WORK IN PROGRESS

The beauty of being a true artist is that over time, your body of work represents your journey through life. Every sketch, tattoo, or painting becomes a moment suspended in time; snapshots of where we’ve been and more importantly, where we are headed. The career of budding artist Nobu Isobe is one such testament to artistic growth. A scholar of fine art and social commentary, Nobu’s world is a world filled with progress and pain, and his works speak to those unable to see the darker side of humanity. How a 24-year-old entertains such a deep connection to the woes of the world is Nobu’s gift, and how he translates that to canvas is nothing short of extraordinary.
Born in the countryside of Japan, it was Nobu’s emigration to the United States, specifically Los Angeles, which marked his true artistic beginnings. Influenced initially by American music and album art, it was his indecision in choosing a major while at Citrus College that sparked his artistic revolution. “I’d never done any painting in Japan, but when I came here five years ago, I had to declare a major in community college.

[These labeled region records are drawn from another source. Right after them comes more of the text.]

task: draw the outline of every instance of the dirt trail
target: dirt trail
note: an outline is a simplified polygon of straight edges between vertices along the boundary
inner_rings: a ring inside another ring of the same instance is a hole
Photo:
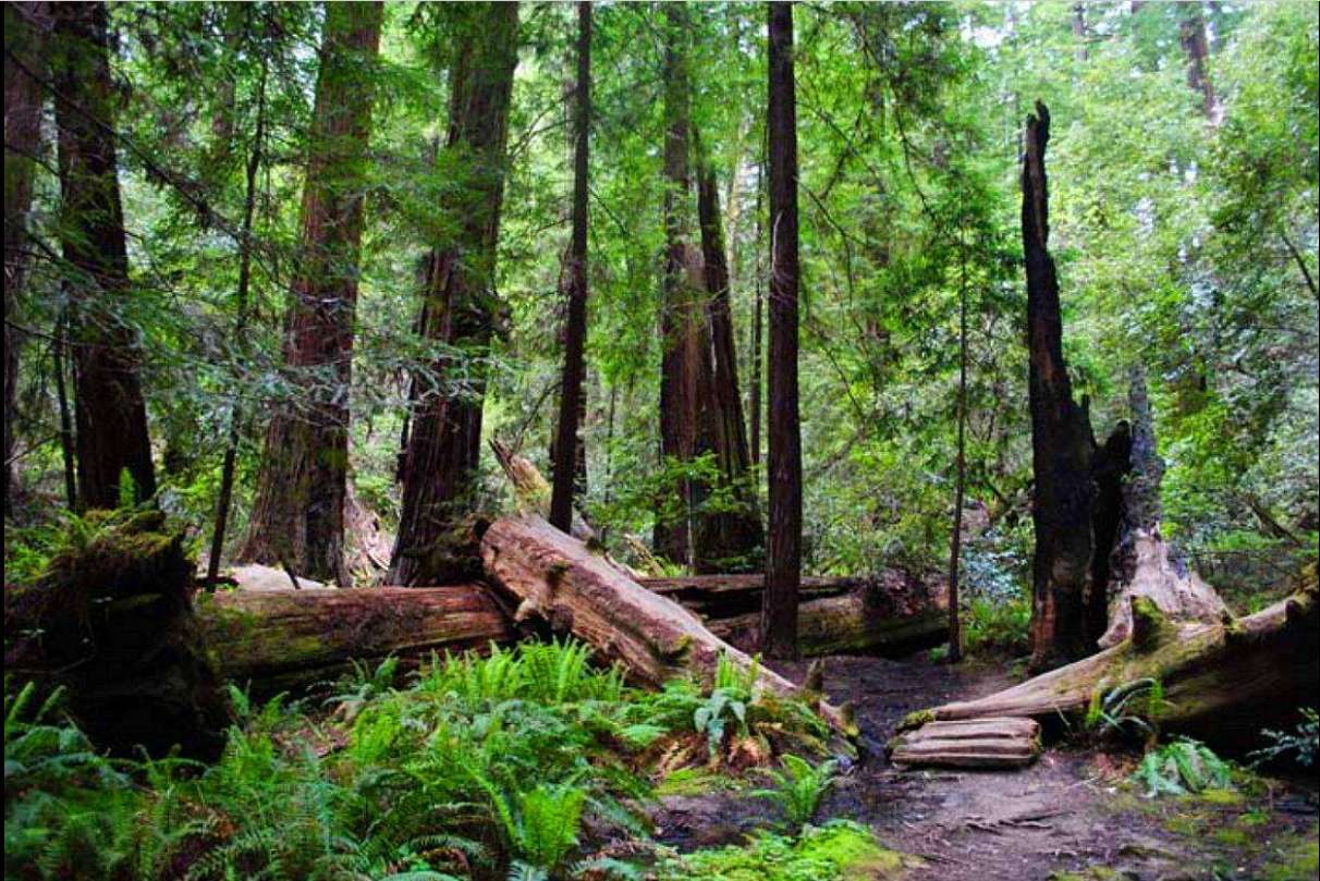
[[[804,664],[783,664],[792,679]],[[825,688],[851,700],[863,734],[883,744],[909,711],[1010,684],[1007,664],[949,667],[924,659],[832,658]],[[1147,802],[1118,781],[1123,757],[1049,749],[1019,771],[902,771],[883,757],[850,769],[820,816],[851,818],[923,857],[912,881],[1057,878],[1315,878],[1313,786],[1274,786],[1250,799]],[[763,802],[723,793],[665,799],[661,837],[686,849],[734,841],[767,823]],[[1279,870],[1291,859],[1302,868]],[[1074,873],[1074,874],[1069,874]]]

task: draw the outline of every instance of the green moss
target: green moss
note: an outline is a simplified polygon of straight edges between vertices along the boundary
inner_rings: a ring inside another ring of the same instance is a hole
[[[898,730],[909,732],[915,728],[920,728],[921,725],[933,721],[935,721],[933,709],[915,709],[903,717],[903,721],[899,722]]]
[[[1209,804],[1234,806],[1242,804],[1246,796],[1237,790],[1204,790],[1197,798]]]
[[[1081,872],[1055,872],[1049,881],[1123,881],[1126,874],[1107,865],[1089,865]]]
[[[1305,835],[1283,836],[1275,843],[1274,856],[1261,870],[1263,881],[1315,881],[1320,876],[1317,827]]]
[[[836,820],[793,840],[758,835],[746,847],[697,851],[657,866],[659,881],[883,881],[920,861],[890,851],[865,826]]]

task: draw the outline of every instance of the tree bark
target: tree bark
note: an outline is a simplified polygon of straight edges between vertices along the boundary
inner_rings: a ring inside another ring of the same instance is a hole
[[[244,168],[243,225],[239,234],[239,284],[238,314],[234,318],[234,335],[239,351],[247,351],[246,334],[248,318],[248,288],[252,281],[252,218],[256,214],[256,176],[261,168],[261,155],[265,140],[265,83],[267,63],[261,61],[261,79],[257,87],[256,131],[252,133],[252,151]],[[232,86],[232,83],[231,83]],[[232,102],[232,94],[228,95]],[[227,116],[228,114],[222,114]],[[211,530],[211,552],[206,564],[206,585],[215,586],[220,572],[220,556],[224,552],[224,532],[230,522],[230,506],[234,501],[234,470],[238,465],[239,439],[243,428],[243,409],[235,396],[230,408],[228,440],[224,444],[224,458],[220,462],[220,489],[215,501],[215,524]]]
[[[219,672],[257,695],[333,679],[352,660],[416,664],[515,638],[479,584],[222,590],[201,597],[197,614]]]
[[[404,453],[403,512],[388,579],[404,585],[455,581],[480,572],[475,536],[462,516],[478,494],[484,358],[495,333],[495,246],[517,65],[517,4],[482,3],[461,9],[446,151],[462,172],[461,186],[444,206],[457,231],[432,250],[422,335],[462,349],[473,361],[467,388],[426,390],[414,403]],[[432,372],[457,387],[446,358],[437,359]]]
[[[486,571],[520,601],[515,623],[531,617],[589,643],[605,660],[618,660],[632,678],[659,687],[676,675],[710,682],[721,655],[747,670],[748,655],[713,635],[672,600],[647,590],[586,544],[536,515],[502,518],[482,538]],[[793,695],[797,688],[764,667],[756,691]],[[845,709],[821,704],[821,715],[843,734],[855,734]]]
[[[1045,145],[1049,111],[1036,103],[1027,118],[1022,168],[1022,240],[1027,269],[1031,449],[1035,498],[1031,511],[1031,641],[1034,670],[1073,660],[1092,650],[1084,609],[1094,540],[1092,535],[1092,450],[1085,407],[1072,398],[1063,355],[1059,279],[1049,256],[1049,194]]]
[[[696,132],[694,132],[696,135]],[[719,465],[717,490],[734,499],[733,510],[713,511],[697,520],[696,572],[738,572],[763,568],[760,515],[751,482],[747,425],[738,387],[738,354],[730,308],[729,263],[721,226],[719,190],[709,157],[698,147],[697,218],[706,280],[706,318],[710,325],[709,387],[702,398],[708,435]]]
[[[1133,629],[1134,597],[1146,597],[1167,617],[1180,621],[1218,621],[1228,613],[1224,600],[1193,572],[1160,534],[1160,482],[1164,462],[1155,442],[1155,417],[1146,392],[1146,375],[1134,367],[1129,386],[1131,409],[1131,469],[1121,482],[1121,522],[1113,553],[1106,613],[1109,627],[1098,637],[1102,647],[1115,646]]]
[[[1177,41],[1187,54],[1187,86],[1201,99],[1201,114],[1210,123],[1220,122],[1220,103],[1214,95],[1214,83],[1205,67],[1210,48],[1205,38],[1205,16],[1201,4],[1183,4],[1183,17],[1177,22]]]
[[[639,580],[643,586],[648,579]],[[822,592],[824,593],[824,592]],[[816,594],[816,590],[804,590]],[[684,601],[693,608],[696,604]],[[747,652],[760,650],[760,614],[709,618],[706,626]],[[906,573],[884,573],[840,596],[804,600],[797,608],[797,645],[804,656],[874,654],[902,658],[948,637],[948,593],[942,584]]]
[[[28,281],[28,213],[41,155],[41,71],[50,9],[46,3],[4,7],[4,515],[9,516],[13,428],[18,402],[17,301]],[[20,67],[22,65],[28,70]]]
[[[1130,602],[1127,639],[1096,655],[973,701],[908,717],[928,721],[1035,717],[1076,720],[1097,696],[1155,679],[1164,699],[1147,708],[1164,730],[1245,750],[1262,746],[1261,729],[1291,728],[1296,707],[1320,689],[1320,602],[1315,585],[1245,618],[1177,626],[1143,597]]]
[[[665,5],[664,62],[664,226],[665,265],[660,302],[660,456],[667,462],[690,462],[709,448],[704,435],[701,390],[709,374],[710,342],[698,299],[702,284],[690,232],[690,114],[688,71],[689,21],[684,4]],[[694,552],[693,511],[704,501],[701,487],[682,478],[676,505],[656,515],[656,553],[690,565]],[[677,509],[677,510],[675,510]]]
[[[797,413],[797,110],[793,7],[770,12],[770,531],[760,645],[797,655],[803,452]]]
[[[300,265],[285,316],[284,362],[305,400],[281,404],[265,436],[242,560],[286,561],[347,584],[343,506],[358,260],[380,45],[380,3],[326,7],[317,74]]]
[[[953,532],[949,536],[949,663],[962,660],[962,618],[958,609],[958,568],[962,563],[962,506],[968,486],[968,267],[960,244],[958,279],[958,441],[953,489]]]
[[[564,334],[564,379],[560,383],[560,421],[554,442],[554,485],[550,523],[568,532],[573,526],[574,483],[583,396],[587,297],[587,165],[591,132],[591,4],[578,3],[577,112],[573,149],[573,242],[569,250],[569,314]],[[582,457],[582,464],[585,464]]]
[[[59,129],[62,247],[71,279],[70,342],[78,425],[79,503],[114,509],[120,476],[133,499],[156,494],[129,316],[135,293],[115,159],[115,86],[103,3],[55,4],[55,123]]]

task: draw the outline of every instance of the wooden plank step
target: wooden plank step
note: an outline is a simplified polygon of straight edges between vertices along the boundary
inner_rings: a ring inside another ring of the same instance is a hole
[[[890,761],[904,767],[1026,767],[1040,756],[1032,719],[928,722],[891,742]]]

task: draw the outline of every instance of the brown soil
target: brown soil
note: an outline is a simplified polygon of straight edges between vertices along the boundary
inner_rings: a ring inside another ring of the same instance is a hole
[[[804,664],[777,668],[792,679],[805,674]],[[909,711],[1011,682],[1007,663],[924,659],[833,658],[825,674],[829,697],[854,703],[873,746]],[[1234,803],[1150,802],[1122,785],[1131,763],[1097,745],[1056,746],[1016,771],[904,771],[870,756],[840,778],[820,819],[855,819],[887,847],[920,856],[925,868],[907,876],[912,881],[1315,877],[1313,868],[1304,876],[1265,869],[1299,836],[1315,840],[1313,782],[1270,782]],[[685,851],[775,823],[763,800],[739,793],[669,796],[655,819],[660,839]]]

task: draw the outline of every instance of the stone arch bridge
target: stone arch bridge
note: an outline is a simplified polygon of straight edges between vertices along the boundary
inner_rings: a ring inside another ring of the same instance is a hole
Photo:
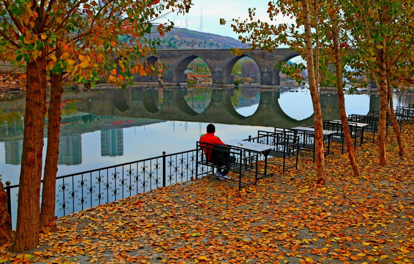
[[[233,85],[234,76],[231,70],[236,62],[243,57],[248,57],[254,61],[260,70],[260,85],[271,87],[280,85],[279,69],[277,66],[280,61],[285,61],[300,55],[289,49],[276,49],[272,52],[259,50],[243,50],[243,54],[236,56],[231,50],[160,50],[156,54],[143,59],[141,63],[147,62],[154,65],[157,61],[165,64],[168,69],[164,72],[164,84],[175,85],[177,83],[187,84],[185,68],[195,59],[200,58],[211,71],[213,84]],[[157,74],[141,77],[134,75],[137,82],[158,82]]]
[[[232,104],[233,89],[213,90],[209,104],[201,113],[196,112],[188,104],[184,98],[188,91],[183,88],[163,89],[163,101],[160,108],[159,103],[161,92],[142,87],[91,90],[87,99],[78,102],[77,105],[78,111],[81,112],[101,115],[267,127],[292,127],[313,125],[313,114],[298,120],[285,113],[279,104],[279,91],[261,90],[257,109],[247,117],[239,113]],[[321,93],[320,98],[321,105],[337,106],[336,93]],[[378,109],[379,98],[370,97],[370,112]],[[329,109],[323,108],[322,111],[325,119],[339,118],[337,108],[332,107],[330,112]]]

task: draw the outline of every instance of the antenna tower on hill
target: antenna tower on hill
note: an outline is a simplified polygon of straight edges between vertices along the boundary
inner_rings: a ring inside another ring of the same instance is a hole
[[[203,31],[203,7],[201,7],[201,11],[200,12],[200,27],[198,31],[201,32]]]

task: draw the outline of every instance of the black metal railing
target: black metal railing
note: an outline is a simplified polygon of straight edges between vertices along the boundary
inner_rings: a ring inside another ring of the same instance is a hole
[[[55,215],[63,216],[195,178],[196,155],[195,149],[168,155],[164,151],[158,157],[57,177]],[[18,197],[19,185],[7,182],[5,190],[14,228],[17,199],[12,198]]]

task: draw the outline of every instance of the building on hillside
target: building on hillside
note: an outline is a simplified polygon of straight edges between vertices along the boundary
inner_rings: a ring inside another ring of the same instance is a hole
[[[187,66],[184,71],[185,73],[195,73],[195,69],[197,68],[195,66]]]
[[[80,134],[59,137],[58,165],[82,163],[82,137]]]
[[[23,140],[10,140],[5,142],[6,149],[6,164],[20,164],[22,162]]]

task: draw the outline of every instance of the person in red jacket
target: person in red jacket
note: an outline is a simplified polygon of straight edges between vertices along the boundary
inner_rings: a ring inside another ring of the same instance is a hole
[[[216,127],[212,124],[209,124],[207,126],[207,134],[201,135],[200,137],[200,141],[203,143],[207,143],[206,146],[208,144],[212,144],[214,145],[221,145],[225,146],[227,145],[224,144],[220,139],[220,138],[214,135],[214,133],[216,132]],[[214,156],[214,153],[213,150],[212,148],[203,148],[203,151],[204,152],[204,155],[207,159],[207,161],[210,160],[212,161],[212,157]],[[236,161],[236,157],[233,155],[230,155],[229,158],[229,162],[234,162]],[[224,180],[226,179],[230,179],[231,178],[227,176],[229,173],[229,170],[226,168],[222,170],[220,167],[222,164],[217,164],[219,167],[217,169],[217,173],[216,176],[221,180]]]

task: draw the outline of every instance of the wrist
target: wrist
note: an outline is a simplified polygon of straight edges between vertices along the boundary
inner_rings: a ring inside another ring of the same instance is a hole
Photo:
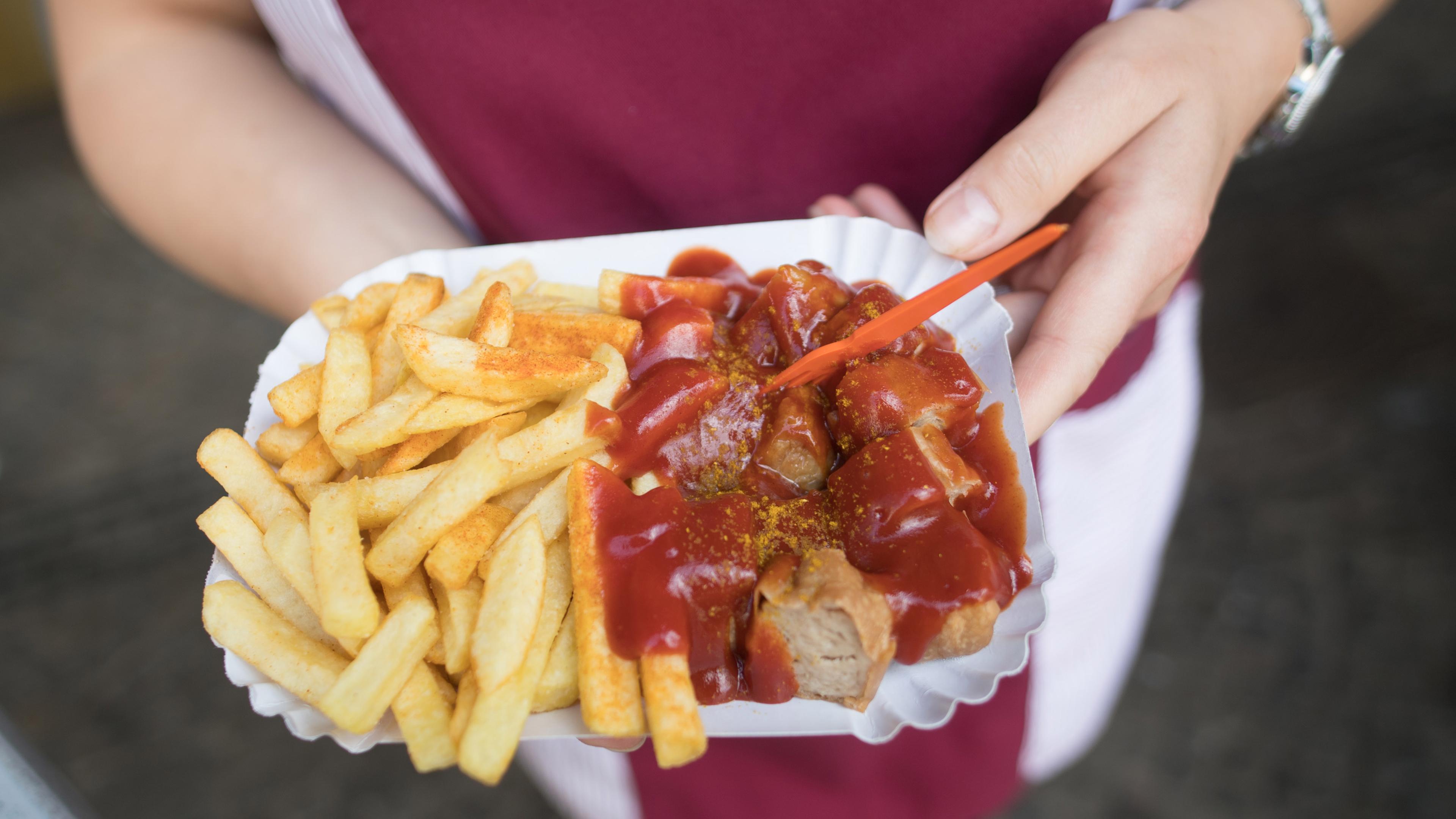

Art major sounded kind of cool to me, so I took a few basic drawing classes, design classes, and such,” he says. Nobu absorbed this relatively new world like a sponge, soaking up classical paint influences from Renaissance-era masters, and he began to apply those principles to his own contemporary works of art. “In college, it is all progressive, so the higher I got up in the classes, the more I loved what I was doing,” the protégé says with a smile.